L’Istituto
Attualità, Territorio
Pubblicato il Maggio 27, 2022

L’Istituto Superiore Musicale Vecchi Tonelli di Modena e Carpi è stato statalizzato

"Questo passaggio fondamentale per la storia dell’Istituto è il risultato dell’impegno sinergico di tante figure professionali ed azioni sostanziali"

Istituto Superiore Musicale “Vecchi Tonelli” di Modena e Carpi

 

Il Ministero dell’Università e della Ricerca ha approvato con nota del 24 maggio la statizzazione dell’Istituto Superiore Musicale “Vecchi Tonelli” di Modena e Carpi, processo avviato nel 2019 con il Decreto interministeriale del Ministro dell’Istruzione, dell’Università e della Ricerca di concerto con Il Ministro dell’Economia e delle Finanze: un’apposita Commissione ha valutato il progetto di statizzazione presentato dall’Istituto, secondo rigidi criteri relativi all’adeguatezza degli immobili e delle dotazioni strumentali, della sostenibilità economico-finanziaria, della dimensione dell’offerta formativa a livello accademico e della rete di collaborazione dell’Istituto con altre istituzioni AFAM.

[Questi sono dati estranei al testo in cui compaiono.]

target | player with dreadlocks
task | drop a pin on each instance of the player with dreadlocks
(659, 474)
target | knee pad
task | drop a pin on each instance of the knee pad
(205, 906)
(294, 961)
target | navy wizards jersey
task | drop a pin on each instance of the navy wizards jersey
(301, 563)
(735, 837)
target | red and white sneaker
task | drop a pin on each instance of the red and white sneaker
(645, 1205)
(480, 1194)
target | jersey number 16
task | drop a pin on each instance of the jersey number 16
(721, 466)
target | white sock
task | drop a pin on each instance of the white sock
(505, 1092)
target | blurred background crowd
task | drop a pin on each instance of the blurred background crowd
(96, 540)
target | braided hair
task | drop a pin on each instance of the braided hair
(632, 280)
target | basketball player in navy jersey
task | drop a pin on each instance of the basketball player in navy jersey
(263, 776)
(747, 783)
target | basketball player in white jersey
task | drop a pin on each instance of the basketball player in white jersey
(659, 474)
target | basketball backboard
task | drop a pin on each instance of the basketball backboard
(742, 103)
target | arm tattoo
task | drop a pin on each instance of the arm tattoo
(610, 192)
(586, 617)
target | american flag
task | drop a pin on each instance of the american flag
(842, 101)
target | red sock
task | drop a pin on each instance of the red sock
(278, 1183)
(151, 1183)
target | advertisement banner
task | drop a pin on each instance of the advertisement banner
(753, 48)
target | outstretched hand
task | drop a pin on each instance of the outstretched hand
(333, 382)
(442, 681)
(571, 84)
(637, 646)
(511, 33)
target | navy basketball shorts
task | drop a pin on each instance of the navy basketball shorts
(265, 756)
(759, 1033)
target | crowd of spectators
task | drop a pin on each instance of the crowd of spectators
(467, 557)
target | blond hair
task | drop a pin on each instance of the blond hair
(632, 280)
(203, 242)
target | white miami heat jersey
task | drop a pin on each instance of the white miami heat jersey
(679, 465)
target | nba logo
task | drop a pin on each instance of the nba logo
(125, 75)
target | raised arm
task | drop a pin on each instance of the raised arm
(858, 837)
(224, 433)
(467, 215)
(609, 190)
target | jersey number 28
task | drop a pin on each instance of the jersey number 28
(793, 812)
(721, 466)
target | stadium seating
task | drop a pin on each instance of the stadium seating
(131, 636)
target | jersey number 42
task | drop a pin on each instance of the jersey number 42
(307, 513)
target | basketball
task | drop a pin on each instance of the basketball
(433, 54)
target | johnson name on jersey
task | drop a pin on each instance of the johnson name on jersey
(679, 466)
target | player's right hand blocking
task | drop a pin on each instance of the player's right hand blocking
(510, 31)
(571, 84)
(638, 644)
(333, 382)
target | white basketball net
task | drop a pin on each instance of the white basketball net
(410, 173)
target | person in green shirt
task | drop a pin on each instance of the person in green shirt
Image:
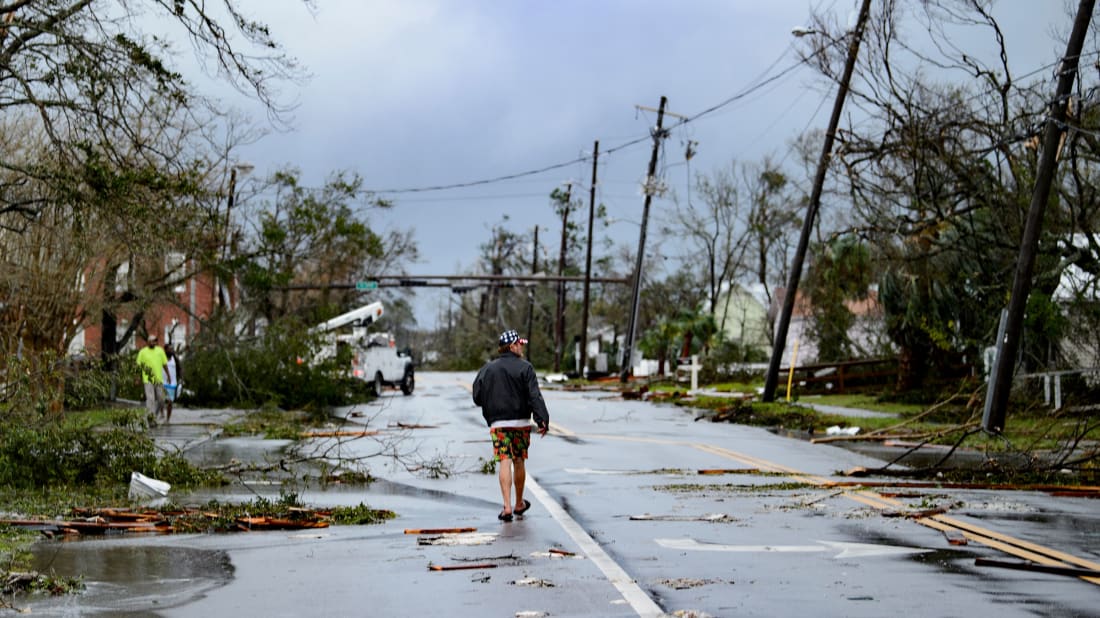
(151, 362)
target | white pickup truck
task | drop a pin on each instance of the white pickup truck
(374, 355)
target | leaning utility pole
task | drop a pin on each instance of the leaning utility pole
(559, 331)
(993, 418)
(530, 294)
(815, 197)
(587, 262)
(650, 187)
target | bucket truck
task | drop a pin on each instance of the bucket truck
(375, 359)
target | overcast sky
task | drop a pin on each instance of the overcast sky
(417, 94)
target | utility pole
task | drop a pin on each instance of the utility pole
(559, 332)
(650, 187)
(530, 294)
(1004, 366)
(222, 295)
(815, 197)
(587, 262)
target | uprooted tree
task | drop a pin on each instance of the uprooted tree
(106, 145)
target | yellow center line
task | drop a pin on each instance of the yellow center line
(1005, 543)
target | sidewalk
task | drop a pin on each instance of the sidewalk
(190, 427)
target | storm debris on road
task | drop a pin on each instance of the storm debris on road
(534, 582)
(459, 539)
(460, 566)
(713, 517)
(686, 583)
(438, 530)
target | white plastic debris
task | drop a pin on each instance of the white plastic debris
(142, 486)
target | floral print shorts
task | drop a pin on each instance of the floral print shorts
(510, 442)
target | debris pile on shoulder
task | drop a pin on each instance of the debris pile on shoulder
(213, 518)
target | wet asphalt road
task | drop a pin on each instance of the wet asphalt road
(616, 485)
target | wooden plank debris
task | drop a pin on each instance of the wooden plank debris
(955, 538)
(277, 523)
(730, 471)
(460, 566)
(914, 514)
(1078, 489)
(1071, 571)
(438, 530)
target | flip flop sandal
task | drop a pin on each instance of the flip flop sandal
(527, 507)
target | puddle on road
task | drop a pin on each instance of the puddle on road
(127, 578)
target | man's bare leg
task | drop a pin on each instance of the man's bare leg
(520, 479)
(504, 473)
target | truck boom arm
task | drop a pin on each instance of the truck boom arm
(360, 317)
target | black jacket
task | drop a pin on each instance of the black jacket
(506, 389)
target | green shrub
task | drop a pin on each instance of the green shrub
(77, 455)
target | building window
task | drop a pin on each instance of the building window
(122, 277)
(174, 267)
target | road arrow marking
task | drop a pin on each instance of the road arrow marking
(847, 550)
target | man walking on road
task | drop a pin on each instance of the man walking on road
(151, 362)
(508, 394)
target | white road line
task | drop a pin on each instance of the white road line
(638, 599)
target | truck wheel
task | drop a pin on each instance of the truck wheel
(377, 384)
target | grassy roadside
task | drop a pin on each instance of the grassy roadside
(83, 462)
(1065, 439)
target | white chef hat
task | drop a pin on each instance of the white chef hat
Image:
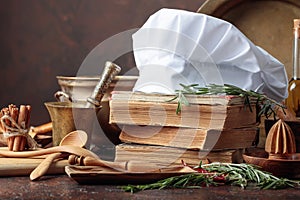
(177, 46)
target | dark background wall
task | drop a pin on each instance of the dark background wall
(40, 39)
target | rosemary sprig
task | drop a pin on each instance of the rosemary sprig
(267, 105)
(232, 174)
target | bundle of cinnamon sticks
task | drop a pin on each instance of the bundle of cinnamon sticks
(15, 125)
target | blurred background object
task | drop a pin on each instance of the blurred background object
(40, 40)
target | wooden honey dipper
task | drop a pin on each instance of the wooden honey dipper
(280, 141)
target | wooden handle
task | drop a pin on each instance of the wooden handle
(57, 149)
(44, 128)
(130, 166)
(43, 167)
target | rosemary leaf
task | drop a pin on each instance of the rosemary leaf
(263, 102)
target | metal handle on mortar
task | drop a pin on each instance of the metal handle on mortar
(109, 72)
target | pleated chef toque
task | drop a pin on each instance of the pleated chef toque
(177, 46)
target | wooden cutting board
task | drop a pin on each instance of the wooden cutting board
(24, 166)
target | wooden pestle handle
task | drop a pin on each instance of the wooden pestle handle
(58, 149)
(130, 166)
(44, 128)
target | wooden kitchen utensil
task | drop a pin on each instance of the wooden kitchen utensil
(57, 149)
(128, 166)
(76, 138)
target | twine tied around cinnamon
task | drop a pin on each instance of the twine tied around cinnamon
(17, 130)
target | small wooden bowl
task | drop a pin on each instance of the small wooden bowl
(287, 168)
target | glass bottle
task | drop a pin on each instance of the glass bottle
(293, 100)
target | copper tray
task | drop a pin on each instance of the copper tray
(102, 175)
(267, 23)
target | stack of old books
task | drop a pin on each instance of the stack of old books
(210, 129)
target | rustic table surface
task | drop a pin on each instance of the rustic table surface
(63, 187)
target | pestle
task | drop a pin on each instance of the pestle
(109, 72)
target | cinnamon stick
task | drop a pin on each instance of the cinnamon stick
(14, 112)
(27, 119)
(22, 123)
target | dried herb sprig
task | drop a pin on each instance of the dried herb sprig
(267, 105)
(216, 174)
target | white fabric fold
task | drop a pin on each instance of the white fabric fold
(177, 46)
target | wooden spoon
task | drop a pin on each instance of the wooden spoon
(127, 166)
(76, 138)
(66, 148)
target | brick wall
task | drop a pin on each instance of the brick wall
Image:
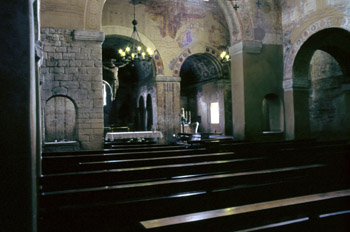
(72, 67)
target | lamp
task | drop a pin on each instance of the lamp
(134, 51)
(225, 57)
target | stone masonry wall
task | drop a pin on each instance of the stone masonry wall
(72, 67)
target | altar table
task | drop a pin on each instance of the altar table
(111, 136)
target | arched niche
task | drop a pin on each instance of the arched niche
(328, 103)
(273, 117)
(202, 85)
(60, 119)
(324, 49)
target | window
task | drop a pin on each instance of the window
(214, 113)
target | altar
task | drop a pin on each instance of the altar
(135, 135)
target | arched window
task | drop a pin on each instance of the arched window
(149, 112)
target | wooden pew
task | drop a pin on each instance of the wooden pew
(142, 199)
(302, 212)
(139, 169)
(119, 148)
(145, 201)
(54, 164)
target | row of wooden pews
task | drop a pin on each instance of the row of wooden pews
(212, 185)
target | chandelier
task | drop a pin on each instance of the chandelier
(135, 50)
(225, 57)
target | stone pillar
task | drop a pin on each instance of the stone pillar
(238, 75)
(296, 100)
(72, 68)
(225, 100)
(18, 117)
(168, 106)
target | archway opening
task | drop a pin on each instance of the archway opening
(323, 62)
(128, 82)
(203, 85)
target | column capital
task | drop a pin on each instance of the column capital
(296, 83)
(161, 78)
(252, 47)
(96, 36)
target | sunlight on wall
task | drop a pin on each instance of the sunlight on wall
(214, 113)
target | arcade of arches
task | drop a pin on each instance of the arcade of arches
(287, 78)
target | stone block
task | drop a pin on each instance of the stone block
(57, 70)
(99, 131)
(61, 49)
(85, 85)
(95, 95)
(96, 115)
(71, 70)
(62, 77)
(98, 64)
(54, 55)
(96, 85)
(51, 63)
(70, 84)
(87, 63)
(75, 63)
(84, 126)
(84, 103)
(63, 63)
(79, 95)
(74, 49)
(59, 91)
(49, 48)
(83, 115)
(81, 56)
(94, 70)
(98, 103)
(68, 56)
(84, 137)
(86, 131)
(88, 35)
(81, 76)
(50, 84)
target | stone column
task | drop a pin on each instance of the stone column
(296, 100)
(18, 117)
(239, 66)
(168, 106)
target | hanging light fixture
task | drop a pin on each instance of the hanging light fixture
(225, 57)
(135, 51)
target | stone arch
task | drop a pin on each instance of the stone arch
(126, 32)
(291, 50)
(212, 52)
(232, 20)
(93, 14)
(323, 35)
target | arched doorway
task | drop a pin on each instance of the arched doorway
(205, 89)
(321, 85)
(60, 119)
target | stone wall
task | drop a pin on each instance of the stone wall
(72, 67)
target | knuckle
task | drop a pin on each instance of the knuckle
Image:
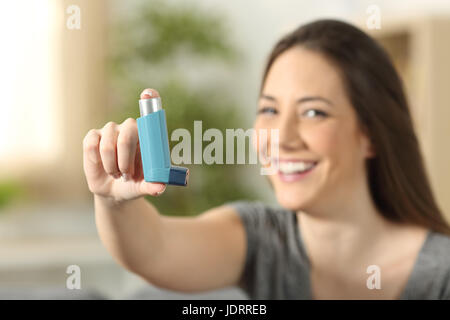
(106, 148)
(109, 124)
(90, 139)
(124, 141)
(130, 121)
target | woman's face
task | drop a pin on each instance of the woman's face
(322, 150)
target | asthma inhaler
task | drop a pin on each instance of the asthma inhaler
(154, 143)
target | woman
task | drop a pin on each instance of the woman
(357, 218)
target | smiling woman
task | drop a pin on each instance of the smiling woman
(351, 183)
(350, 171)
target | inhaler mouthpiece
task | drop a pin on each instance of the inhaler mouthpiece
(154, 142)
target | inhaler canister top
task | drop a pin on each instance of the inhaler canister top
(150, 102)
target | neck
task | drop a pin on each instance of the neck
(345, 230)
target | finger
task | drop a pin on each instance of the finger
(108, 149)
(126, 147)
(92, 162)
(152, 188)
(149, 93)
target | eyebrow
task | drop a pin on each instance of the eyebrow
(301, 100)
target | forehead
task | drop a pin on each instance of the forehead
(299, 71)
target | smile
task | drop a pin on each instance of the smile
(291, 171)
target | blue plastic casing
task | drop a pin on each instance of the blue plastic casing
(155, 152)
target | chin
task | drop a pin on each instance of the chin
(292, 202)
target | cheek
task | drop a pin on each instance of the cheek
(336, 142)
(325, 139)
(261, 137)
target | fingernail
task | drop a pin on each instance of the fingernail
(161, 192)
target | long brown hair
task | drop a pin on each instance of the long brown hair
(397, 177)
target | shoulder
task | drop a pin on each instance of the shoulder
(435, 263)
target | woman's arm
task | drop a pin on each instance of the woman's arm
(178, 253)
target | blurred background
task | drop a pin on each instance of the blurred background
(69, 66)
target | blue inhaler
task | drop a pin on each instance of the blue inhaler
(154, 143)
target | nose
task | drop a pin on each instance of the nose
(289, 137)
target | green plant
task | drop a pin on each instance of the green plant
(147, 46)
(9, 190)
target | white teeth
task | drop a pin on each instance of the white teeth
(298, 166)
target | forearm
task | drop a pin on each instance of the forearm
(131, 231)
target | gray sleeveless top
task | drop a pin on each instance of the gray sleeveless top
(277, 265)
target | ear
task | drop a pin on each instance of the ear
(367, 145)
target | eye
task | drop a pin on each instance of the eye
(311, 113)
(269, 110)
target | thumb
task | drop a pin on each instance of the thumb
(152, 188)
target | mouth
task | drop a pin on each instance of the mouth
(295, 170)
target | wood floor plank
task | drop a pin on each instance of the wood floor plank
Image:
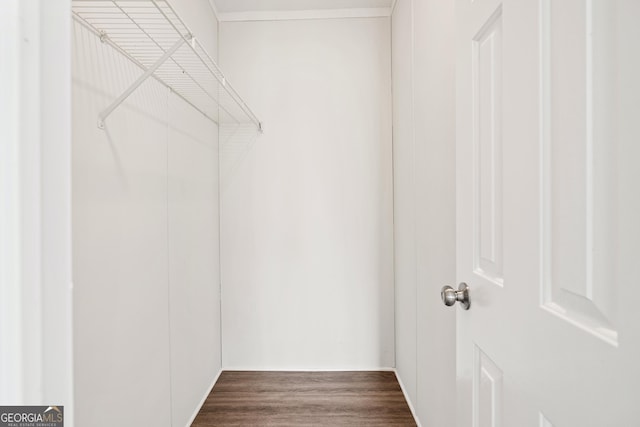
(243, 398)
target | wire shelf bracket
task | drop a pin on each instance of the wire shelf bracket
(151, 35)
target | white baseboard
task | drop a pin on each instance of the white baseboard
(406, 397)
(204, 398)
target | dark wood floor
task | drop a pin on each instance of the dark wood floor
(242, 398)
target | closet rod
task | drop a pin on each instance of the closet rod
(105, 113)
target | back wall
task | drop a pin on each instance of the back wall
(307, 207)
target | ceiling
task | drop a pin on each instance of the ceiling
(234, 6)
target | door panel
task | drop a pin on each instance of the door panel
(546, 134)
(578, 164)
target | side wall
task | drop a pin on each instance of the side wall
(306, 219)
(424, 209)
(145, 241)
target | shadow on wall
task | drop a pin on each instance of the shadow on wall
(236, 141)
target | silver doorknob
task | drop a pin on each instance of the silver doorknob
(450, 295)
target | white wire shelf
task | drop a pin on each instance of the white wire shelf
(152, 35)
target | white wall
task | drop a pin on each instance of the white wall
(145, 235)
(424, 184)
(306, 216)
(35, 205)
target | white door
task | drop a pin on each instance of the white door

Il risultato è di grande rilevanza non solo per l’Istituto ma anche per le Città ed il loro territorio: si tratta infatti della stabilizzazione nei ruoli dello Stato di cinquanta figure professionali delle quali 38 docenti di prima fascia di livello universitario del comparto dell’Alta Formazione Artistica e Musicale, nonché della conferma del valore della Istituzione le cui attività di formazione, ricerca e produzione artistica concorrono alla costruzione di un tessuto culturale di qualità.

“L’Istituto e le Amministrazioni hanno lavorato in questi ultimi anni relazionandosi con il Ministero per il raggiungimento di questo obiettivo – dichiara la presidente Donatella Pieri -. Questo passaggio fondamentale per la storia dell’Istituto è il risultato dell’impegno sinergico di tante figure professionali ed azioni sostanziali: desidero ringraziare i docenti, il personale e i componenti degli Organi dell’Istituto,  gli Amministratori dei Comuni di Modena e Carpi che con ferma volontà hanno investito cospicue risorse per il mantenimento e la valorizzazione dell’Istituzione; grazie anche al lavoro di supporto fattivo da parte degli Assessori, Dirigenti e figure tecniche dei settori Istruzione, Cultura, Patrimonio e Lavori Pubblici abbiamo raggiunto lo storico riconoscimento”.

Il direttore Giuseppe Modugno evidenzia che “il riconoscimento conseguito porta il settore formativo Afam dell’Istituto in capo al Ministero dell’Università e della Ricerca e cioè i corsi di Triennio e Biennio accademici che rilasciano lauree di primo e secondo livello equiparate alle lauree universitarie, ma,  grazie al contributo degli Enti Locali, l’Istituto proseguirà anche la propria missione con i corsi formativi musicali di base legati al territorio; l’impegno del Consiglio Accademico e mio personale sarà speso per rafforzare l’offerta formativa e far crescere l’Istituto,  radicarlo ancor più nel territorio attraverso una intensa attività di produzione artistica che coinvolgerà allievi e docenti in manifestazioni proprie e in collaborazione con gli Enti e le Associazioni delle Città”.